One solution appears to have been devised by the first eight fellows by examination: get another string to your bow that will allow at least some alternative practice away from these pressures. But should we be advocating career diversion for these highly trained and experienced clinicians at what would be a peak period of clinical expertise for most other specialists? Should we not be considering some other solutions? Perhaps being a consultant in emergency medicine should be more than just a name, but a practice description, and ED consultants should really be paid to consult. That is, senior consultants might have relatively little direct clinical load, but provide senior, experienced input at point of first referral from departmental colleagues, either junior consultants or registrars in training. Perhaps there are other models of practice that need to be explored to help retain the expertise and experience of these extremely valuable emergency physicians in clinical emergency medicine.
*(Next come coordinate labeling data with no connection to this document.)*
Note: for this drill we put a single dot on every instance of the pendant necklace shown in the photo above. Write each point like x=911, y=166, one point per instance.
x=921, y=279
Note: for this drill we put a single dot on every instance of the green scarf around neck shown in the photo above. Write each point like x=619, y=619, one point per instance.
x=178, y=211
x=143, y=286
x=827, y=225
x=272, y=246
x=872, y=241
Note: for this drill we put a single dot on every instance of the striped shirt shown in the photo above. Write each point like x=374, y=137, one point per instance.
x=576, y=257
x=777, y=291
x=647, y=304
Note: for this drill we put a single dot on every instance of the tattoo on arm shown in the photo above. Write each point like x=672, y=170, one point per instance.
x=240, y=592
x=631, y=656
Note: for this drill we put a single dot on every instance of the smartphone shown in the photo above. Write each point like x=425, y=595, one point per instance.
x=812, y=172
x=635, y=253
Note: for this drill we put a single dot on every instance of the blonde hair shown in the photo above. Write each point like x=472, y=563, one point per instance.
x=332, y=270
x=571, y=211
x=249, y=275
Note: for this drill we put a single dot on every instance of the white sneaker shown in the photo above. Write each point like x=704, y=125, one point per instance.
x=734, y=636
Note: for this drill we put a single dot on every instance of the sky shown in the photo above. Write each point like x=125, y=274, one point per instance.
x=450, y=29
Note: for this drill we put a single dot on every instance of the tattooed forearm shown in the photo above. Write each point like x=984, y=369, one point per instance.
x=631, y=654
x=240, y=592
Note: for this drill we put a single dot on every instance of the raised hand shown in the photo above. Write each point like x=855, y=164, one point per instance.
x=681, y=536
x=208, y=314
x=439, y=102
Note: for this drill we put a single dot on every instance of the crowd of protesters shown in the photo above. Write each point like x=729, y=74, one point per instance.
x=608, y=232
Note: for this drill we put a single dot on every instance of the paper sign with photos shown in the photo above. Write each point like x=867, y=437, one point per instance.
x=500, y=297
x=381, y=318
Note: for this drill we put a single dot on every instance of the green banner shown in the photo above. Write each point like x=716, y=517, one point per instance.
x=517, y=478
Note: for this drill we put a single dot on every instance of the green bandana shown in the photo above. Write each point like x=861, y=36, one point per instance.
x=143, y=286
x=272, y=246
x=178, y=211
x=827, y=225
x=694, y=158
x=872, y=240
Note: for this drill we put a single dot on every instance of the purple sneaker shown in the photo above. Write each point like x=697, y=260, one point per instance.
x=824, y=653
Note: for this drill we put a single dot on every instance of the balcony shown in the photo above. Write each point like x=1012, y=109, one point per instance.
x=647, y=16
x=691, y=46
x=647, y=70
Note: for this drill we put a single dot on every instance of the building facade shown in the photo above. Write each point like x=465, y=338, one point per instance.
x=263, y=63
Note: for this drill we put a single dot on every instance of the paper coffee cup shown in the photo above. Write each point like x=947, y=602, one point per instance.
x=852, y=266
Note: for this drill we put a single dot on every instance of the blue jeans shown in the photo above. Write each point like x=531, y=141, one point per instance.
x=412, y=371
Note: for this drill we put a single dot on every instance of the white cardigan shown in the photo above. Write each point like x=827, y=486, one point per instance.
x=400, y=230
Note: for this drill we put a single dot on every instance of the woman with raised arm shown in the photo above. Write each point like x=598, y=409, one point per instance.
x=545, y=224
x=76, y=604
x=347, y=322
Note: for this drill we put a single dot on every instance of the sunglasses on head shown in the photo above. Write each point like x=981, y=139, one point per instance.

Perhaps we should be exploring alternative ways of rostering the workforce to reduce the burden of out-of-hours work for more senior consultants.
It would be a great shame if the implication in Ron Hirsch's question 25 years ago, that we are going to have to find something else to do in the latter part of our careers, became the normal career trajectory for Australasian emergency physicians. It is our patients and the health-care system that would suffer if they were to miss out on the accumulated expertise of this group of experienced and capable clinicians.